* [PATCH v3] replication: fix exit with ER_NO_SUCH_USER during bootstrap
@ 2018-08-24 11:56 Serge Petrenko
2018-08-24 12:54 ` Vladimir Davydov
2018-08-24 16:32 ` Vladimir Davydov
0 siblings, 2 replies; 4+ messages in thread
From: Serge Petrenko @ 2018-08-24 11:56 UTC (permalink / raw)
To: vdavydov.dev; +Cc: tarantool-patches, Serge Petrenko
When replication is configured via some user created in box.once()
function and box.once() takes more than replication_timeout seconds
to execute, appliers recieve ER_NO_SUCH_USER error, which they don't
handle. This leads to occasional test failures in replication suite.
Fix this by handling the aforementioned case in applier_f() and add a
test case.
Closes #3637
---
https://github.com/tarantool/tarantool/issues/3637
https://github.com/tarantool/tarantool/tree/sp/gh-3637-replication-tests-fix
Changes in v3:
- rewrite test case to be more versatile.
- go back to old comments in applier_f().
Changes in v2:
- add a test and ensure new relevant
lines are covered.
- merge ER_NOSUCH_USER case with
ER_ACCESS_DENIED due to similarity.
src/box/applier.cc | 3 +-
test/replication/autobootstrap.result | 58 +++++++++++++++++++++++++++++++++
test/replication/autobootstrap.test.lua | 28 ++++++++++++++++
test/replication/replica_auth.lua | 14 ++++++++
4 files changed, 102 insertions(+), 1 deletion(-)
create mode 100644 test/replication/replica_auth.lua
diff --git a/src/box/applier.cc b/src/box/applier.cc
index dbb4d05f9..28df8f7ca 100644
--- a/src/box/applier.cc
+++ b/src/box/applier.cc
@@ -602,7 +602,8 @@ applier_f(va_list ap)
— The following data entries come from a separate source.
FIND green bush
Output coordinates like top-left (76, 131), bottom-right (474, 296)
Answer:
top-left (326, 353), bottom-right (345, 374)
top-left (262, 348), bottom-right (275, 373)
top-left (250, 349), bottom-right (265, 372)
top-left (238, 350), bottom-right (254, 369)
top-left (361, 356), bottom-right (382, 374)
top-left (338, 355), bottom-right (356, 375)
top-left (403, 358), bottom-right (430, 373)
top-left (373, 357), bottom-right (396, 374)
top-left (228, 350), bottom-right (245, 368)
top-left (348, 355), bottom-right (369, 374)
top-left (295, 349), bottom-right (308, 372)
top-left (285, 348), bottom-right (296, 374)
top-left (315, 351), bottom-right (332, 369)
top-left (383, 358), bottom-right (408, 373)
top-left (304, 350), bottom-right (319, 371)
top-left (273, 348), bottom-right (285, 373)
applier_log_error(applier, e);
applier_disconnect(applier, APPLIER_LOADING);
goto reconnect;
- } else if (e->errcode() == ER_ACCESS_DENIED) {
+ } else if (e->errcode() == ER_ACCESS_DENIED ||
+ e->errcode() == ER_NO_SUCH_USER) {
/* Invalid configuration */
applier_log_error(applier, e);
applier_disconnect(applier, APPLIER_DISCONNECTED);
diff --git a/test/replication/autobootstrap.result b/test/replication/autobootstrap.result
index 91badc1f1..ed904672d 100644
--- a/test/replication/autobootstrap.result
+++ b/test/replication/autobootstrap.result
@@ -231,3 +231,61 @@ _ = test_run:cmd("switch default")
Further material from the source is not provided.